I have deeply considered the submissions of Counsel on each of the 5 issues formulated for determination. I find them apt and apposite for the just determination of the issues. I therefore adopt them.

ISSUE 1
Whether the learned trial Judge was right in relying on Exhibit C and the fact that Appellant’s Officers received 36 steel dredging pipes supplied by the Respondent, to hold that the said dredging pipes were brand new as required by the Contract made between the Appellant and the Respondent and that Appellant was in breach of contract in failing to pay for the said dredging pipes, when the maker of Exhibit C was not called to give evidence of the expert opinion contained therein, and the Appellant never issued any Receiving and Inspection Report to the Respondent to show acceptance of the said dredging pipes as stipulated by the Contract?

I have deeply considered this issue. In resolving this issue recourse has to be made to the document Exhibit C and the relevance.

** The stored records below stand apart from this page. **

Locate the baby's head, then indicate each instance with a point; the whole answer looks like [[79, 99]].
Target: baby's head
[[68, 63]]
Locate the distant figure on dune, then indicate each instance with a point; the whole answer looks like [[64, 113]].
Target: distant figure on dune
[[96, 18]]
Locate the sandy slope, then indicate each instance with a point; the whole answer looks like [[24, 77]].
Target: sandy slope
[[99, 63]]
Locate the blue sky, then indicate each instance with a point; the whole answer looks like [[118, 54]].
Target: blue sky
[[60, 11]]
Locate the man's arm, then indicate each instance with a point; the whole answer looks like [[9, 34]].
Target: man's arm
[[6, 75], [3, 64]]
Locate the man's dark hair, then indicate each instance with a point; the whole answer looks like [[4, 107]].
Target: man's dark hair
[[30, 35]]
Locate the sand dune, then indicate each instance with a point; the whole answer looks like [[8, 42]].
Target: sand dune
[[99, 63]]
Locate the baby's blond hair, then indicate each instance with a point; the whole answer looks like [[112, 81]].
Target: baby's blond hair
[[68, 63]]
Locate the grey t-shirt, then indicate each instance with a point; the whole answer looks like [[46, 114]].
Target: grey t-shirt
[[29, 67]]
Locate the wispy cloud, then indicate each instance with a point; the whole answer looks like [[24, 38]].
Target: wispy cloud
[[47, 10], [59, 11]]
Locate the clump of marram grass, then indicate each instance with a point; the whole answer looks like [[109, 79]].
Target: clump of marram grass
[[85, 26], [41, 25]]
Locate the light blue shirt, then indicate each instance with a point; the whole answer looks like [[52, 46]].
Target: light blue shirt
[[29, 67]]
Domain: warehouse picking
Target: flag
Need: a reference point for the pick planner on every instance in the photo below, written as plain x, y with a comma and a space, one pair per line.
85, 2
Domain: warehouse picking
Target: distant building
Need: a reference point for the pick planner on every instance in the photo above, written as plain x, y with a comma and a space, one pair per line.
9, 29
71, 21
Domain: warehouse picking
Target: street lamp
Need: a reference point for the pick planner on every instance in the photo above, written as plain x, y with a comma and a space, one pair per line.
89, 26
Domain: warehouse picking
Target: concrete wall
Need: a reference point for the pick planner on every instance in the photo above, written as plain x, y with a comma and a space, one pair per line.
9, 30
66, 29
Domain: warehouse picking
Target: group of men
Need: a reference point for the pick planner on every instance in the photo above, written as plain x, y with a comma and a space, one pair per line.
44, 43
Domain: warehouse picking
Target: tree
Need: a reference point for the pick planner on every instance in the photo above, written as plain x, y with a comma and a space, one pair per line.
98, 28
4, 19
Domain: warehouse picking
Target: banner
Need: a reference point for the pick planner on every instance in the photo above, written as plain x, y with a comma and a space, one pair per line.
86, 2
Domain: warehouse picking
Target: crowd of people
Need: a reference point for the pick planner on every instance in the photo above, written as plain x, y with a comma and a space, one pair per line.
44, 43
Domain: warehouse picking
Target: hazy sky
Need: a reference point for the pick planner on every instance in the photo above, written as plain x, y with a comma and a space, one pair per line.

The genesis of the contract in question is captured in Exhibit V. Exhibit V is the Local Purchase Order. It further specifies its terms and conditions.

By Exhibit V, the expected day of delivery of the steel pipes subject matter of the contract was 30/4/2012.

By Terms and Conditions B of Exhibit V, all supplies shall be made within the time stipulated in the L.P.O. but if any delay is envisaged, PRODECO, the 1st Defendant/Appellant must be notified in writing. It may then extend the time that supplies must be made in writing.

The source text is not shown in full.